Add a lemma suggested by Matthew Emerton

See http://stacks.math.columbia.edu/tag/04YY#comment-785

stacks-morphisms.tex

@@ -1300,6 +1300,36 @@ \section{Higher diagonals}
 as discussed above, this proves the lemma.
 \end{proof}
 
+\noindent
+This lemma leads to the following hierarchy for
+morphisms of algebraic stacks.
+
+\begin{lemma}
+\label{lemma-hierarchy}
+A morphism $f : \mathcal{X} \to \mathcal{Y}$ of algebraic stacks is
+\begin{enumerate}
+\item a monomorphism if and only if $\Delta_{f, 1}$ is an isomorphism,
+\item representable by algebraic spaces if and only if $\Delta_{f, 1}$
+is a monomorphism,
+\item the second diagonal $\Delta_{f, 2}$ is always a monomorphism.
+\end{enumerate}
+\end{lemma}
+
+\begin{proof}
+Recall from Properties of Stacks, Lemma
+\ref{stacks-properties-lemma-monomorphism}
+that a morphism of algebraic stacks is a monomorphism
+if and only if its diagonal is an isomorphism of stacks.
+Thus Lemma \ref{lemma-second-diagonal}
+can be rephrased as saying that a morphism is
+representable by algebraic spaces if the diagonal
+is a monomorphism.
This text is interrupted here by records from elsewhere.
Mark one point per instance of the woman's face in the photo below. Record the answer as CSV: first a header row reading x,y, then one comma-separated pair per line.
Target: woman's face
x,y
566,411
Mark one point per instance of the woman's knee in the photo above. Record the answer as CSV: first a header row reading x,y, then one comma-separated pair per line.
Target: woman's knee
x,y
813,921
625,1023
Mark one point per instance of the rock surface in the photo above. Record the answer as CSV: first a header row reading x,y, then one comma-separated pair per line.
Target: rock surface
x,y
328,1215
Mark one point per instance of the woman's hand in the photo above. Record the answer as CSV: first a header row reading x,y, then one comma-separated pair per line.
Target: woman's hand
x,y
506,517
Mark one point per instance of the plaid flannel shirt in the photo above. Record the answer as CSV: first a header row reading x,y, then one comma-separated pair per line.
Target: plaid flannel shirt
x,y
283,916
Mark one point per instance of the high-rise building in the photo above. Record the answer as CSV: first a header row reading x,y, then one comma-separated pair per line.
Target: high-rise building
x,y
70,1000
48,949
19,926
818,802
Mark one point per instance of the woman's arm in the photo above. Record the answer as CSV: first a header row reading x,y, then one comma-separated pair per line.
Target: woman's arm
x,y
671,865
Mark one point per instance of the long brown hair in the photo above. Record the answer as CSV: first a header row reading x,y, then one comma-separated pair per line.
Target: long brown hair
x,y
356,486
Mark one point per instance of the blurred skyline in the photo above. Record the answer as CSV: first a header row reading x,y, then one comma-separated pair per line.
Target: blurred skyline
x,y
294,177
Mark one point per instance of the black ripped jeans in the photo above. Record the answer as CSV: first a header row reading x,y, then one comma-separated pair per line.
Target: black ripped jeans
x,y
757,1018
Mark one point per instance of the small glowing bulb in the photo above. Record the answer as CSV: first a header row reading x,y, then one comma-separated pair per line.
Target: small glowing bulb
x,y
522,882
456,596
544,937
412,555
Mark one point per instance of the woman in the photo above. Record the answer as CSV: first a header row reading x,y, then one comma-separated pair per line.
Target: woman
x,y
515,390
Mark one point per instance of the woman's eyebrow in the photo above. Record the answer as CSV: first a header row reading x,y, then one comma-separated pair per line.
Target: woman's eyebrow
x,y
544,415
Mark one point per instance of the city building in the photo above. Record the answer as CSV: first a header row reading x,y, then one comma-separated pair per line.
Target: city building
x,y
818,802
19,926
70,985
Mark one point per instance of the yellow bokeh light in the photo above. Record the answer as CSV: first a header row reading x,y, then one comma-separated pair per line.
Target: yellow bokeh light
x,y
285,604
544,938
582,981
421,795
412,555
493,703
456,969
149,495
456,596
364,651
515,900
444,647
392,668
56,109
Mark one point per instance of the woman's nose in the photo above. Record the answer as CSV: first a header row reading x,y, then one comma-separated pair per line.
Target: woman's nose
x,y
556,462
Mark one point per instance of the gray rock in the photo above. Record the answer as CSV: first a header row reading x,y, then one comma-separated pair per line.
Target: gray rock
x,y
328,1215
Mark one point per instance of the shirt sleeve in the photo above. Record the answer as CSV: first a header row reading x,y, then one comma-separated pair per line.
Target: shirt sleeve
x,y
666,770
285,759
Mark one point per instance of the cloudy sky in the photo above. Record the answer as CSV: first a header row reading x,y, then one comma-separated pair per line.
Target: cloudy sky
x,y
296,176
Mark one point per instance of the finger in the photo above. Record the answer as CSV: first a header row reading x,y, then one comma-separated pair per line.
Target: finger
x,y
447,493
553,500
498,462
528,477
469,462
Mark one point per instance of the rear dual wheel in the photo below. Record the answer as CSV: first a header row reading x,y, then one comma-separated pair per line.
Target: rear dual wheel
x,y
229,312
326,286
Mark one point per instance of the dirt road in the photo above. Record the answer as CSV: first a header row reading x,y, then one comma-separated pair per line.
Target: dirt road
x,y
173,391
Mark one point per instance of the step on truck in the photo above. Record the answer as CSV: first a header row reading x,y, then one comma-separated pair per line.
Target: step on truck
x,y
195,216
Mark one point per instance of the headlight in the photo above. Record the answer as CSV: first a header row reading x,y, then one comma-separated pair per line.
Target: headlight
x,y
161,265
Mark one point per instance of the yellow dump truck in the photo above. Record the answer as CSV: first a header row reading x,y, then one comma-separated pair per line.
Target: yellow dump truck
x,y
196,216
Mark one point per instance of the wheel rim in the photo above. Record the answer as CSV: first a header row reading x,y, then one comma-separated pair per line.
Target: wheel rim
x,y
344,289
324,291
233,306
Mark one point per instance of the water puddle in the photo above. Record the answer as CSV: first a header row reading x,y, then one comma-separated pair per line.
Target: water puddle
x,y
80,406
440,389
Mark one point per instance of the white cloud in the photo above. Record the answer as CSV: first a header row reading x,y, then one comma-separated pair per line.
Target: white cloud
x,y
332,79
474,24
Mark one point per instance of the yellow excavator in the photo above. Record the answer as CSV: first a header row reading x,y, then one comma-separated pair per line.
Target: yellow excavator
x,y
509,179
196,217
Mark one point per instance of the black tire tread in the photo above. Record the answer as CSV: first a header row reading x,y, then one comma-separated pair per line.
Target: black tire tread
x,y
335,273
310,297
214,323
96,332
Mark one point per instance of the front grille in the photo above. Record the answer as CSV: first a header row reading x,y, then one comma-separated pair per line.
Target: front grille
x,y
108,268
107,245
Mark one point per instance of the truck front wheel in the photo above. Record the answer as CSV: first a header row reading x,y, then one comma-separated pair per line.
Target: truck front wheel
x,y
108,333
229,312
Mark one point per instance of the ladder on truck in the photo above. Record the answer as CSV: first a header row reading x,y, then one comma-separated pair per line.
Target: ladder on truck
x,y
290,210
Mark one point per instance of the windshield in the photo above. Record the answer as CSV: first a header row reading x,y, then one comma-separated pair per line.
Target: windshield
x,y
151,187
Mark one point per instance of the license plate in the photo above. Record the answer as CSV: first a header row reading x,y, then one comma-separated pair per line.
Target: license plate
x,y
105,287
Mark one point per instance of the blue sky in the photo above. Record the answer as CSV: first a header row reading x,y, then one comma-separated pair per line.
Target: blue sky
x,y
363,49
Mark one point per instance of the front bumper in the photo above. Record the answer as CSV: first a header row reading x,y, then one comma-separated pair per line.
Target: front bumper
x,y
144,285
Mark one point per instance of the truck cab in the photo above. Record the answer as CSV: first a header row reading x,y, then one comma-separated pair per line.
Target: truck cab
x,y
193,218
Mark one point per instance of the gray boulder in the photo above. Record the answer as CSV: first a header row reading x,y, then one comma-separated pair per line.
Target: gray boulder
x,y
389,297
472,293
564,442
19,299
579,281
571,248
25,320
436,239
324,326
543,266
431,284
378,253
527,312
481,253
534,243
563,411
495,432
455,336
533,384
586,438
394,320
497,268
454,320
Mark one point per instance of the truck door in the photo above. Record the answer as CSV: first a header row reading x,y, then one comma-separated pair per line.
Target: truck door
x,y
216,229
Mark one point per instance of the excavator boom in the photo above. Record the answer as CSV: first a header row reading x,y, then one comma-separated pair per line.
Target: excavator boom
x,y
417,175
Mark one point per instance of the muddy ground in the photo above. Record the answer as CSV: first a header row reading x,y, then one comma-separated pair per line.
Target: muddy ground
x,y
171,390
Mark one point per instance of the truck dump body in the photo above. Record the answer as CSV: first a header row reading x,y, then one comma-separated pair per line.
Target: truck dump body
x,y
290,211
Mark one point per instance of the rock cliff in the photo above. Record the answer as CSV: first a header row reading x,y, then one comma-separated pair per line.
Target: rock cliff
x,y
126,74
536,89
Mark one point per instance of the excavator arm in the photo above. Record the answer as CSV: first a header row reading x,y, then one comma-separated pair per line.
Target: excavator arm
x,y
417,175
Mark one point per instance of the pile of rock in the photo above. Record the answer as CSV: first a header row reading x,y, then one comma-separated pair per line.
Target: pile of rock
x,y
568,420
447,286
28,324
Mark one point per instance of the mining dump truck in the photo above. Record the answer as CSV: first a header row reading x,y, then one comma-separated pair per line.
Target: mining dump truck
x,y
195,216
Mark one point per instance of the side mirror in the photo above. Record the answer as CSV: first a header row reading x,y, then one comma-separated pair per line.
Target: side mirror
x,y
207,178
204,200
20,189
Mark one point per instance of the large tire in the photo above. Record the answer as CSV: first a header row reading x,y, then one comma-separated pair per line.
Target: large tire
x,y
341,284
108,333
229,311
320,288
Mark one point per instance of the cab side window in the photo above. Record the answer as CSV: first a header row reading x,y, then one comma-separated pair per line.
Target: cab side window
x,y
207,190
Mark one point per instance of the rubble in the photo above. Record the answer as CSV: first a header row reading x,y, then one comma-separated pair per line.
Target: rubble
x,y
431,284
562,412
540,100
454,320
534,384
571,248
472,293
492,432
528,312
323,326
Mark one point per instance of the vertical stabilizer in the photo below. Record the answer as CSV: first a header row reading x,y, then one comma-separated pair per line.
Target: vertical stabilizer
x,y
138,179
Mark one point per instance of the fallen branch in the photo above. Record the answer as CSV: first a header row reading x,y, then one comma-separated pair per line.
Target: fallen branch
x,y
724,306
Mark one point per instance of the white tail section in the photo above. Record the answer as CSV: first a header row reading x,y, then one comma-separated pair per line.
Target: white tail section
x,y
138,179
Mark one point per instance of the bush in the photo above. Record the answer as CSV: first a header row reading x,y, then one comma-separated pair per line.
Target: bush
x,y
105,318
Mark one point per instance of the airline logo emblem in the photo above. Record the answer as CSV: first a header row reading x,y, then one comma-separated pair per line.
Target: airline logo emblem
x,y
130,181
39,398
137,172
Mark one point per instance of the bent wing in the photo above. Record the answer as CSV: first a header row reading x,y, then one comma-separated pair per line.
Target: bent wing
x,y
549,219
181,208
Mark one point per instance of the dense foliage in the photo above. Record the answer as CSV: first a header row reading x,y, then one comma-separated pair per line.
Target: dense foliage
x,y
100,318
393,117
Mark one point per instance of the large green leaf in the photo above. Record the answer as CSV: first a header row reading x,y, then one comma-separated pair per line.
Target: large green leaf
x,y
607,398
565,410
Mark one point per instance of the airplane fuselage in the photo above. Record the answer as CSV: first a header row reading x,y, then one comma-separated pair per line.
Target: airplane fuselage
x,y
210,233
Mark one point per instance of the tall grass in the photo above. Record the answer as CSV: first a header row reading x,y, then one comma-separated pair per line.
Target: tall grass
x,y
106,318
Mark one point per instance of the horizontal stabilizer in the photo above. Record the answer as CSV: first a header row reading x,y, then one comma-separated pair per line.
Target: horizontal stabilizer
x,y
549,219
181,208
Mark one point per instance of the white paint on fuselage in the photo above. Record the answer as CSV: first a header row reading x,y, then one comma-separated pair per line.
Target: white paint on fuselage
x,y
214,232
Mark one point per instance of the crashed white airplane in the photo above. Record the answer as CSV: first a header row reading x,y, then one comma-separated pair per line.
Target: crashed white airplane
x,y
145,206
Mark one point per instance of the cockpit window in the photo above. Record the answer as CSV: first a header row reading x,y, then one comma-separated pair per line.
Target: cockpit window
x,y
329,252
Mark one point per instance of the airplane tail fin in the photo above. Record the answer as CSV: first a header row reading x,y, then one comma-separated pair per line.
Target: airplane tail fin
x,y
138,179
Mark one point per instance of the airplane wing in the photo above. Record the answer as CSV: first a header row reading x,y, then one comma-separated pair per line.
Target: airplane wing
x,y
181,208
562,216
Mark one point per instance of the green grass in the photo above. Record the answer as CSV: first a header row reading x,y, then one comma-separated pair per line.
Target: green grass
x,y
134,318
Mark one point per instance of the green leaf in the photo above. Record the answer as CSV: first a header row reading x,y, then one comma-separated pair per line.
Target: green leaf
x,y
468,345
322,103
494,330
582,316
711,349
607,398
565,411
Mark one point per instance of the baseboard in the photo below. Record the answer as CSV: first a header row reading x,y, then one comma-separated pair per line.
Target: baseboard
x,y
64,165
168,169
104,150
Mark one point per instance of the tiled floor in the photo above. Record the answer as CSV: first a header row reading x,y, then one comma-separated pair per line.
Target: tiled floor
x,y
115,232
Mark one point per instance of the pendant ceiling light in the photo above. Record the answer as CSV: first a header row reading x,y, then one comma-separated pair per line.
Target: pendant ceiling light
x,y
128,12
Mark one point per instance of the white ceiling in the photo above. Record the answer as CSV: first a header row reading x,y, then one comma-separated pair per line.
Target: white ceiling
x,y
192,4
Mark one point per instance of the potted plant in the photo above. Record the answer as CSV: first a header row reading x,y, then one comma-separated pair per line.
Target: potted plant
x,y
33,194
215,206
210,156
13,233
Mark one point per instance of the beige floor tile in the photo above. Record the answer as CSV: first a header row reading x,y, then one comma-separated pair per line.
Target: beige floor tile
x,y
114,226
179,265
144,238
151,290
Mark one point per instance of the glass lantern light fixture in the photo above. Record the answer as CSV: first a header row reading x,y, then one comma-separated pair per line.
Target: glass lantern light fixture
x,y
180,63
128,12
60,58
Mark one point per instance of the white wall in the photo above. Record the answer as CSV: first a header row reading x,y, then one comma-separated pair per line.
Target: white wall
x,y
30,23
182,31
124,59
In particular, it shows that condition
+(3) of Lemma \ref{lemma-properties-diagonal-representable}
+is actually an if and only if, i.e., a morphism of algebraic stacks
+is representable by algebraic spaces if and only if
+its diagonal is a monomorphism.
+\end{proof}
+
 \begin{lemma}
 \label{lemma-first-diagonal-separated-second-diagonal-closed}
 Let $f : \mathcal{X} \to \mathcal{Y}$ be a morphism of algebraic stacks.